Чаще всего перед моим внутренним взором мелькало веселое лицо Джуффина. Теперь, когда Кеттарийский Охотник стал горсткой пепла, события последних дней, все его дикие выходки и оскорбительные замечания казались мне незначительными и безобидными. Какая разница, что он говорил, как ворожил, что собирался сделать?! Он был для меня куда больше чем другом или учителем. Уж не знаю, кто из нас кого выдумал; это – дело темное. Но Джуффин самолично построил мою Белую Стену, прорубил в ней широченную Зеленую Дверь,[4] да еще и позволил мне крепко ухватиться за его сильную руку, чтобы робкое заячье сердечко не остановилось от страха, когда я делал свой первый осознанный шаг в неизвестность… Это гораздо больше, чем один человек может сделать для другого. Или даже один вымысел для другого – пусть так, какая, к чертям собачьим, разница?! Мне следовало бы вспомнить об этом, прежде чем услаждать собственный слух высокопарной болтовней о мерзости, могуществе и милосердии.

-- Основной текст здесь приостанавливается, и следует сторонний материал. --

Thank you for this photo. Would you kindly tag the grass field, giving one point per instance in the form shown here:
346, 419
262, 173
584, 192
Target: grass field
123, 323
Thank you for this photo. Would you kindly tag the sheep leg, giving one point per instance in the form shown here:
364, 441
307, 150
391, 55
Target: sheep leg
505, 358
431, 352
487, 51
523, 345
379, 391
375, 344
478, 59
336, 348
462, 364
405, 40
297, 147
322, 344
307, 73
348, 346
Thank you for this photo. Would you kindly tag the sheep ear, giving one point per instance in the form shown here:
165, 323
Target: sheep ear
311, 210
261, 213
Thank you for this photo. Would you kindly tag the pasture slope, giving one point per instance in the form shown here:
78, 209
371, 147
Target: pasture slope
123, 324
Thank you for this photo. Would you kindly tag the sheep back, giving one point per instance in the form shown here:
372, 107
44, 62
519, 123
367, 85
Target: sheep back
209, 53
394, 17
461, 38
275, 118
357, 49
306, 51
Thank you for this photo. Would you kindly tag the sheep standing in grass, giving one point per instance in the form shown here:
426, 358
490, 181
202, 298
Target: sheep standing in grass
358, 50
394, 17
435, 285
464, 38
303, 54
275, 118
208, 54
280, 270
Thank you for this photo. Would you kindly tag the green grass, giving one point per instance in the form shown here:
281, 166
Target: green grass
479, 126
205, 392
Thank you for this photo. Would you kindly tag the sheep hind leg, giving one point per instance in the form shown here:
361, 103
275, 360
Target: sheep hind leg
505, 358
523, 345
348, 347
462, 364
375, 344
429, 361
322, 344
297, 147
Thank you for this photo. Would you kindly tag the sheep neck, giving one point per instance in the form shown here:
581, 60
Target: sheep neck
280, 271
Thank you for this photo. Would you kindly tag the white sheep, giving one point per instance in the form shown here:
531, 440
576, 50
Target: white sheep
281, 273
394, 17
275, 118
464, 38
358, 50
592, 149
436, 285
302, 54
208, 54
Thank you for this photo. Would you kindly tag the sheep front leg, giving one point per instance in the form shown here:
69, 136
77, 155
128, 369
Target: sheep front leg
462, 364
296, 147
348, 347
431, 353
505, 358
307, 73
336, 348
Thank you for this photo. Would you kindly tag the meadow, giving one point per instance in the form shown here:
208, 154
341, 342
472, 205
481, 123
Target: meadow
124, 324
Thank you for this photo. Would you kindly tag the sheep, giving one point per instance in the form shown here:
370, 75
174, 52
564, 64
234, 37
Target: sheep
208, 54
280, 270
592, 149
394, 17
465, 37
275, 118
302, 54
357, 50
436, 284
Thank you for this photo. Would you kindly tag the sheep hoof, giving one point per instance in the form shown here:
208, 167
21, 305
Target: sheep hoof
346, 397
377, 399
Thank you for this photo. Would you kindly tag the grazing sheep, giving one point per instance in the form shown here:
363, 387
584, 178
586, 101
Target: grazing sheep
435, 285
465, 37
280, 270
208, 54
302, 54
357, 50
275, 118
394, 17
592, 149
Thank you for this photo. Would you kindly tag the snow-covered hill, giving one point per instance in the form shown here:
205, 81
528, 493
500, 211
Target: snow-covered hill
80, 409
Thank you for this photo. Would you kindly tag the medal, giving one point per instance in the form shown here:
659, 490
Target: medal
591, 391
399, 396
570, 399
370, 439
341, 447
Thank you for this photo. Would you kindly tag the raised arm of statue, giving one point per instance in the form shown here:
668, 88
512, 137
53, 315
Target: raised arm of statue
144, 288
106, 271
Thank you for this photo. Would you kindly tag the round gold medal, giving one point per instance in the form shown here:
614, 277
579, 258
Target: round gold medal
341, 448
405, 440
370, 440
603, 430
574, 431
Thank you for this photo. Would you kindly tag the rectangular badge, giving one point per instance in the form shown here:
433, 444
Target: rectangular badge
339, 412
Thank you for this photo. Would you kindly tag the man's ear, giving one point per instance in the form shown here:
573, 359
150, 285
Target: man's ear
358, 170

А теперь – что ж, поздно локти кусать. Джуффин сгорел вместе с Темной Стороной, да и Зеленая Дверь навсегда захлопнулась за моей спиной. Я мог быть уверен: по эту сторону чудес не будет. Никаких.
Я огляделся и обнаружил, что сижу на грязной булыжной мостовой. Кажется, я вернулся в тот самый город, где когда-то родился. Впрочем, я не был уверен, что моя догадка верна. Во-первых, никак не мог сфокусировать зрение на деталях, а во-вторых, мне было абсолютно все равно. Какая разница, где находится тело после того, как его обитатель умер?!
Впрочем, что касается дыхания, пульса и прочих медицинских показателей, с этим у меня все было в полном порядке. Я действительно оказался чертовски живучей тварью. Мое биологическое существование продолжалось, и смириться с этим фактом оказалось куда труднее, чем я предполагал. Больше всего мне сейчас хотелось завыть, как воют одинокие оборотни, доведенные до ручки сценаристами и режиссерами третьесортных ужастиков, – громко, во всю силу своего голоса, долго и с наслаждением издавать душераздирающие звуки, пугая все живое в радиусе нескольких километров.
Я был почти уверен, что вой облегчит мою боль, но почему-то не позволил себе это маленькое невинное удовольствие. Кажется, я просто знал, что, когда боль исчезнет, от меня вовсе ничего не останется, а дремучий инстинкт самосохранения требовал, чтобы оставалось хоть что-то.
«Тихо, – приказал я сам себе, – заткнись! И без тебя тошно».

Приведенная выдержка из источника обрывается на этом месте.